- Original title: Сказка
- Translator: Vladimir Nabokov, Dmitri Nabokov
- Language: Russian

Publication
- Published in: Rul'
- Publication type: Newspaper
- Publication date: 27 and 29 June 1926
- Published in English: 1975

= A Nursery Tale =

"A Nursery Tale" (Сказка, Skazka) is a short story by Vladimir Nabokov first published in the expatriate Russian newspaper Rul' on 27 and 29 June 1926 and in the book form in The Return of Chorb in 1930. The English translation by the author and his son, Dmitri Nabokov has appeared in 1975 in collection Tyrants Destroyed and Other Stories.

==Plot summary==
Erwin, the protagonist, is shy and “collects” an imaginary harem of women by tagging them mentally when looking from the streetcar.
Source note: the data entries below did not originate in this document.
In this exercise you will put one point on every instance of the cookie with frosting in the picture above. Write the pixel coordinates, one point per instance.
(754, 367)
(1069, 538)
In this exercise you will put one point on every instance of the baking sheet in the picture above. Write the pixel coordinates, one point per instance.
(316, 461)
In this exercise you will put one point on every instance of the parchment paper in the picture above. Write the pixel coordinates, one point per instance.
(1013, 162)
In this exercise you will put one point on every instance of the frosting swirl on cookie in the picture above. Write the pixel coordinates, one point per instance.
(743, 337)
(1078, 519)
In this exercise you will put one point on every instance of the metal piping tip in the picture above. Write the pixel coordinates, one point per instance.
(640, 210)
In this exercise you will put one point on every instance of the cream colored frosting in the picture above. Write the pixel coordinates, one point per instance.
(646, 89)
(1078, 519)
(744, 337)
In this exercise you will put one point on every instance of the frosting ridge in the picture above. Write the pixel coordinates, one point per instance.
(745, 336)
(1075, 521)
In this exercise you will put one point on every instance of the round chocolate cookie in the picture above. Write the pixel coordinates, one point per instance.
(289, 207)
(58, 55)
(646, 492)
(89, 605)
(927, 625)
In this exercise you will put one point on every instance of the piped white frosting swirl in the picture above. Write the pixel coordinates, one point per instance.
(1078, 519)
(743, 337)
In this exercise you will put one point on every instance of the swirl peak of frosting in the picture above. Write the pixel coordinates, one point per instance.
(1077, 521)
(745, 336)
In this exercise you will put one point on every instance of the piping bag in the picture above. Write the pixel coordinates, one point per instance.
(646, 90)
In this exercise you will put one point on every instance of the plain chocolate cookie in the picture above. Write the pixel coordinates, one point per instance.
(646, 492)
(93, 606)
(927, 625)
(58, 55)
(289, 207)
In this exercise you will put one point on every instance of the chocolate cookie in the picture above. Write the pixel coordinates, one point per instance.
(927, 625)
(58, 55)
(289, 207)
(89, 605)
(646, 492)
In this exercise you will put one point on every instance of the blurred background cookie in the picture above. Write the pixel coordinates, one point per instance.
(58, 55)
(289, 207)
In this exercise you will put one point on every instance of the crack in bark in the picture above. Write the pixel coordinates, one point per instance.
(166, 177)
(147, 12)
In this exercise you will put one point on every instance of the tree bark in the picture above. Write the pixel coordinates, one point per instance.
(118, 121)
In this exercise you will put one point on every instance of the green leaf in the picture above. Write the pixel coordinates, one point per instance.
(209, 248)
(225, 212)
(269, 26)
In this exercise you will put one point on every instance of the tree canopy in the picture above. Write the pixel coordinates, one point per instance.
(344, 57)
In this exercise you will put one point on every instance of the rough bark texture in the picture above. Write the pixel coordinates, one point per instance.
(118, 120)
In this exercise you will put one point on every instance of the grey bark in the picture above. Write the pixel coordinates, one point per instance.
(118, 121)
One day, he encounters the Devil in the shape of a German middle-aged women, Frau Monde, who tells him he can have all the women he can “collect” before midnight provided their number is uneven. Erwin tries to do so but ultimately fails.

==Comments==
The story makes reference to a teenage girl as one of the women Erwin tries to make part of his collection, an early reference to the theme of hebephilia that is later spun out in Lolita. This may be the earliest reference in Nabokov's work to the attraction of pubescent girls.